La escena de una orgía a pleno sol, en un inicio en parte chocante y más tarde asumible bajo otra perspectiva más amplia tras ser argumentada en la trama, que suena en parte polémica aunque en estos tiempos casi nada ya sorprende, mientras el tono amable de su recreación, sin cargar la escena, muy fresco, transparente aunque embellecido en inocencia y “paradójicamente” muy sano, combate lo que se suele profesar al respecto, que es muy acorde con la imagen del brasileño fogoso y sumamente permisivo con el entendimiento de los cuerpos; que en sí es la verdad de los nuevos tiempos que quieren romper con cualquier restricción de intimidad sexual hasta llevarlo al plano de la cotidianidad social y general, viéndose como un juego donde la libertad fuera su bastión más alto y representativo (pero sin perder la admiración y su complicación aun siendo un adalid de la carne; como lo refleja una poética cavilación de Verónica, un beso con lengua es hacer el amor y se lo da a un extraño).

Resalta ese mar que se aleja de ese fondo secundario de concreto resultando purificador, dominando y superando por completo el entorno, y al igual pasa en esa imagen de un edificio impersonal que hace escuchar una voz en medio de esa jungla, mostrando una identidad que se hace ver dentro de ese urbanismo que acostumbra ser tan doblegador, fusionándose pero respetando la independencia y la individualidad de cada persona.

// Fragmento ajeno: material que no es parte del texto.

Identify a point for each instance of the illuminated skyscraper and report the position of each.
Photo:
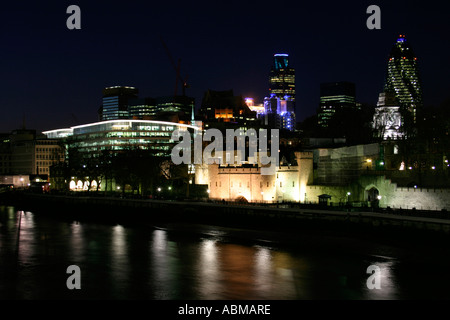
(280, 105)
(403, 79)
(282, 77)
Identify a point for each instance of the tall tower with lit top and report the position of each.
(280, 104)
(403, 79)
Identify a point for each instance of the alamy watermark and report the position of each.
(74, 280)
(374, 280)
(213, 153)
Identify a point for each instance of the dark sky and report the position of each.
(55, 76)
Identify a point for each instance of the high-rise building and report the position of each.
(282, 77)
(403, 79)
(280, 104)
(387, 120)
(115, 102)
(224, 107)
(279, 112)
(334, 97)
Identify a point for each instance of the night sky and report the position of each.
(55, 76)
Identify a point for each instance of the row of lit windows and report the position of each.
(47, 157)
(219, 184)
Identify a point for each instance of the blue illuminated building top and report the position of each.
(281, 61)
(401, 38)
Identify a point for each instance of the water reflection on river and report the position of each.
(196, 262)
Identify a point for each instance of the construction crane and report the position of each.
(176, 67)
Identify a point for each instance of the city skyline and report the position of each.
(54, 77)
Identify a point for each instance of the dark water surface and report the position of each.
(181, 261)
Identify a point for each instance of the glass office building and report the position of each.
(403, 79)
(115, 135)
(115, 102)
(282, 77)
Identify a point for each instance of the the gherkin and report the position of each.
(403, 79)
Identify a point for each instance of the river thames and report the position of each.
(201, 262)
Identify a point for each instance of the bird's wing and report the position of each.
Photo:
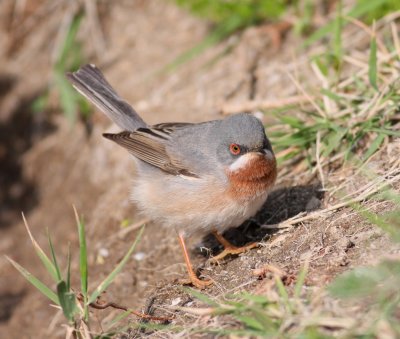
(150, 146)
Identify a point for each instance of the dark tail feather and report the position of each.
(90, 82)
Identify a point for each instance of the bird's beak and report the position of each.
(265, 152)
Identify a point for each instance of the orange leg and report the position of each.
(229, 249)
(192, 275)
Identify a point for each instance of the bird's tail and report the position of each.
(90, 82)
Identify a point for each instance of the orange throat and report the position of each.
(254, 177)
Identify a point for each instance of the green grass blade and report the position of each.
(374, 146)
(357, 11)
(40, 253)
(372, 64)
(67, 301)
(109, 279)
(35, 282)
(83, 262)
(337, 43)
(53, 254)
(82, 254)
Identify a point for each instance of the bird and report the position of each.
(193, 178)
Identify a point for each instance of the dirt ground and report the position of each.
(47, 165)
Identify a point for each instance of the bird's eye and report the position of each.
(234, 149)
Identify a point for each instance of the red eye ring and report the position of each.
(234, 149)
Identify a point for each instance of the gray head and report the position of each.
(241, 134)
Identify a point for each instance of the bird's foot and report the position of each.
(232, 250)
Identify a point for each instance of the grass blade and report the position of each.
(374, 146)
(67, 301)
(372, 64)
(109, 279)
(53, 254)
(82, 260)
(300, 280)
(35, 282)
(40, 253)
(69, 268)
(337, 43)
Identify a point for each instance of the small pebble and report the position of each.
(139, 256)
(176, 301)
(104, 252)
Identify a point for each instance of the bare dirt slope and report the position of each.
(47, 167)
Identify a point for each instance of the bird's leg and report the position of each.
(229, 249)
(192, 275)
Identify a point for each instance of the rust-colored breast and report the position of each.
(256, 178)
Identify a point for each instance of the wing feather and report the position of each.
(149, 145)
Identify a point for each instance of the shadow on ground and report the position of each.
(18, 133)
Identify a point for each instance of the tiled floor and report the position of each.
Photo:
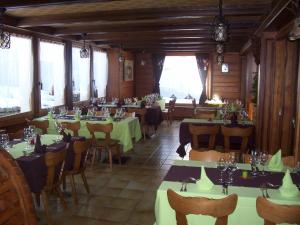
(125, 195)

La pureza y claridad que llega con el agua cuando flota Verónica es una de las escenas más logradas que se puede recordar del filme, la sanación que identifica al ser humano en su naturaleza, en su regocijo con el placer donde subyace su alegría e intensidad, a contracorriente de la dureza de las calles de Recife, de las enfermedades que nacen a su vera, donde el bullicio y la luz multicolor, la ceguera de hallarse entre la multitud y los efectos de una discoteca desaparecen para el predominio de una canción emotiva, significativa, en la hora de una personalidad identificada, en un filme muy musical, con una banda sonora que más que un acompañamiento, se infiltra en la trama y se asume en la propia voz de Verónica.

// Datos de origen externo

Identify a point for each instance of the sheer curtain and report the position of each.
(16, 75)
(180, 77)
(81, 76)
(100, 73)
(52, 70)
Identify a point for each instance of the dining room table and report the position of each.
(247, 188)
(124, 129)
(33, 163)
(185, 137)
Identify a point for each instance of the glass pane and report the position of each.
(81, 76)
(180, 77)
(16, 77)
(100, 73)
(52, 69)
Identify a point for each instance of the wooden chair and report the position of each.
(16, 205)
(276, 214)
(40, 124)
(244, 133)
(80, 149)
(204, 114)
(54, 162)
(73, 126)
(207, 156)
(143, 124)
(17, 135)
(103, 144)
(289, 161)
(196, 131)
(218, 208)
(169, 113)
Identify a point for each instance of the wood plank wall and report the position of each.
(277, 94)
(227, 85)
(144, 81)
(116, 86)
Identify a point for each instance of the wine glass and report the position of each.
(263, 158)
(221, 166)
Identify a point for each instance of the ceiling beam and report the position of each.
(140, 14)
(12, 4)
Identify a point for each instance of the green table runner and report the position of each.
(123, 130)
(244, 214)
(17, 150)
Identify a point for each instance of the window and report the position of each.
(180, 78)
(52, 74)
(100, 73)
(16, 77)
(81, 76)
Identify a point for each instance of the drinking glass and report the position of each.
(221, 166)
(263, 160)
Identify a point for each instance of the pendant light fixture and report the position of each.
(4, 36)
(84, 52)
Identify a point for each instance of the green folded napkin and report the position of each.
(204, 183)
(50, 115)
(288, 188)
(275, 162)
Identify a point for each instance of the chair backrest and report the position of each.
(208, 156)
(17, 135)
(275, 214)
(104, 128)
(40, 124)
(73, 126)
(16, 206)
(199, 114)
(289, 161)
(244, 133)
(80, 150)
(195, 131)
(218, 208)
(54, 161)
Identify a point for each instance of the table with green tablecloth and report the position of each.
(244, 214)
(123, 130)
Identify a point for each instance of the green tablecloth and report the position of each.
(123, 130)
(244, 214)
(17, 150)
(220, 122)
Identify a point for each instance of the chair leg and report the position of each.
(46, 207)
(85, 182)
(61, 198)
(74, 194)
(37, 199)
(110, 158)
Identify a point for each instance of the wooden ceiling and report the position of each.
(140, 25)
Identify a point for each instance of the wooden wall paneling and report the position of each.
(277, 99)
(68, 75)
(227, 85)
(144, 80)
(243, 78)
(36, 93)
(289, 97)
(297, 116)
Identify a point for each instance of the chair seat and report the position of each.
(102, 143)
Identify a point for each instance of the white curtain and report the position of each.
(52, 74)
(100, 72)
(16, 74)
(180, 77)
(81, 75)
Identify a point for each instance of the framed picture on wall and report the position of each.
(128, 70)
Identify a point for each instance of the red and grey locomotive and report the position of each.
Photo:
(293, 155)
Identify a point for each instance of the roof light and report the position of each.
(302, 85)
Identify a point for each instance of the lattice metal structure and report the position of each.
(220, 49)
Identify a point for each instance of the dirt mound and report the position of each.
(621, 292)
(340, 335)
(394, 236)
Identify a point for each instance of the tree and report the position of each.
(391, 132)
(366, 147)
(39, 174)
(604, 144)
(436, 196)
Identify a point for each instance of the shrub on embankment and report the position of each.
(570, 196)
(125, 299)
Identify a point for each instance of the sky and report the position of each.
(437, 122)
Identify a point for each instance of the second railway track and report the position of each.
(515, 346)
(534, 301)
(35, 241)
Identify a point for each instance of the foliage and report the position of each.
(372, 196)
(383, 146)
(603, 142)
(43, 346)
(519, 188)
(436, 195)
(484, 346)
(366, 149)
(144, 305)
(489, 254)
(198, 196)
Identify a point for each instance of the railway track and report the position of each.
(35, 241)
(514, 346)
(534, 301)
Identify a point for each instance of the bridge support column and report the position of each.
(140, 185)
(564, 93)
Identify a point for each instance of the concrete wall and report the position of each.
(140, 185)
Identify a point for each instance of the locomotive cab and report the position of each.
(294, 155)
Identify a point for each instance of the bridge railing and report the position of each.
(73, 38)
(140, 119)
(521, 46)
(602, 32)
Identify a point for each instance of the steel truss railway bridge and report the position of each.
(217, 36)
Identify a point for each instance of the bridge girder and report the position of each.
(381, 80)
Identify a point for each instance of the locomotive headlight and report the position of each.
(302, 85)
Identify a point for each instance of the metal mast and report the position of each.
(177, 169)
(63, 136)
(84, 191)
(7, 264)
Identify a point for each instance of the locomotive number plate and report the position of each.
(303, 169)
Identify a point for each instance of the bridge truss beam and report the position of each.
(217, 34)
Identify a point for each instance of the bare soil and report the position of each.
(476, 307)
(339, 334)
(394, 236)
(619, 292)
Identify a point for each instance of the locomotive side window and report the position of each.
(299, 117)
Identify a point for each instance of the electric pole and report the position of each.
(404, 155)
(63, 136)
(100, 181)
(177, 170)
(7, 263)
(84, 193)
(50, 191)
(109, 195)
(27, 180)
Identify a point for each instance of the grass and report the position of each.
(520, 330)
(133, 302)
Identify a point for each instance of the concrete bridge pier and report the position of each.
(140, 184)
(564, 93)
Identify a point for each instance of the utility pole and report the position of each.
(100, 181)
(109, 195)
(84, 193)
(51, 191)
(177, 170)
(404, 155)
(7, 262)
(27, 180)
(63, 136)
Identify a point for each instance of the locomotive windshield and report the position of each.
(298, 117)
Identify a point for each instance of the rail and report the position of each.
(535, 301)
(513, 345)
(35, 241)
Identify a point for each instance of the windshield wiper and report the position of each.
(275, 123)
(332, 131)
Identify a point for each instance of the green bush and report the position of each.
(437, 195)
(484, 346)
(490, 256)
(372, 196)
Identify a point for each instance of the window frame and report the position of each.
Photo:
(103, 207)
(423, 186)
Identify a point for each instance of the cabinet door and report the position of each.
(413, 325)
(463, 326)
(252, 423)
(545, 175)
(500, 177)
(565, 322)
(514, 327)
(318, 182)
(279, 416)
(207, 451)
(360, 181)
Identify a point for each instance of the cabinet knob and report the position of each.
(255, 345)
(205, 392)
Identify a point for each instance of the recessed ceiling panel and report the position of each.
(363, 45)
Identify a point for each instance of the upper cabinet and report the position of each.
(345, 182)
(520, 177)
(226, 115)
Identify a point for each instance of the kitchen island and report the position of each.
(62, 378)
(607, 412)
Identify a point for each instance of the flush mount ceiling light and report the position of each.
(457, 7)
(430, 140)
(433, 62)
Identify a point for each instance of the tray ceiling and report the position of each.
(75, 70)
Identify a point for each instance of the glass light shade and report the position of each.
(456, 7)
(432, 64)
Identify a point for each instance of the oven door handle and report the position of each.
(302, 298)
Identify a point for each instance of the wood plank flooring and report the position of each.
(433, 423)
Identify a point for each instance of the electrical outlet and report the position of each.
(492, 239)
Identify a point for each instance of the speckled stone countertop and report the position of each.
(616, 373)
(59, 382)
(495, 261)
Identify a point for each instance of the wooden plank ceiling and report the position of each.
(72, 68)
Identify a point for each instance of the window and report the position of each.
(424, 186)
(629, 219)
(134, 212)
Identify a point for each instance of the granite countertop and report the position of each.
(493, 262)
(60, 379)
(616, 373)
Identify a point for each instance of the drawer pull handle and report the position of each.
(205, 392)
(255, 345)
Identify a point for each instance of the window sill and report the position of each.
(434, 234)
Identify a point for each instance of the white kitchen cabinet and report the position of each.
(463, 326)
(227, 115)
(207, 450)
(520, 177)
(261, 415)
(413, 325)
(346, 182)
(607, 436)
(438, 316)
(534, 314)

La protagonista, paciente de sí misma, debe hacer una catarsis, una introspección existencial, para gritar la resolución de ser ella en toda decisión y orgullo, ya que las ataduras son finalmente propias. Las crisis y los problemas sirven, son retos de aprendizaje, por ello la enfermedad del padre le permite reflexionar más que sobrecargarse, aunque primero padece sin tregua, lo que termina siendo una expurgación de si es que está haciendo lo correcto e intentar ver el mundo distinto, para el caso reforzar su instinto, en una nueva mirada más segura y clara.

Un filme fácil pero bueno, con una cotidianidad y esencia que atacan pero que resuelven una personalidad, y así, al final Verónica dice, ya no le haré caso al dolor y es feliz en la arena, el mar, con sus amigos, y con el sexo, lo que para ella le revitaliza, le enfunde fuerza y vida, y no es que estemos totalmente de acuerdo con su visión pero su vigor (en donde se libera) y la historia en sí de su pequeña crisis, como la forma de contarlo, bien merecen la confabulación del entusiasmo. En lo que es un cuento más del séptimo arte comprometido con nuestra humanidad, éste de existencialismos muy modernos, propio del siglo XXI, en dos de las temáticas fundamentales de la sociedad actual, el trabajo (lo que yace en lo convencional aunque tampoco es que se aborde mucho, viendo que el mundo tiende a ahogarnos en buena parte, de ahí que se vea una metáfora en el flotar de Verónica en el agua bajo la desnudez física y el alma) y el sexo (que no las relaciones afectivas, y eso como está exhibido y defendido es una “audacia”, sacándole la vuelta a la seria concepción hegemónica del existencialismo, y al romanticismo, aunque Verónica a ratos sea muy poética, y exude melancolía), que se hace sumamente cautivante en una frescura y ligereza muy bien justificada. Y que a más de un joven le contentará; será como hacer escuchar la voz de una generación que no teme la constancia de la aventura sin ataduras, sino que la enarbola y la entiende como una razón más de vitalidad.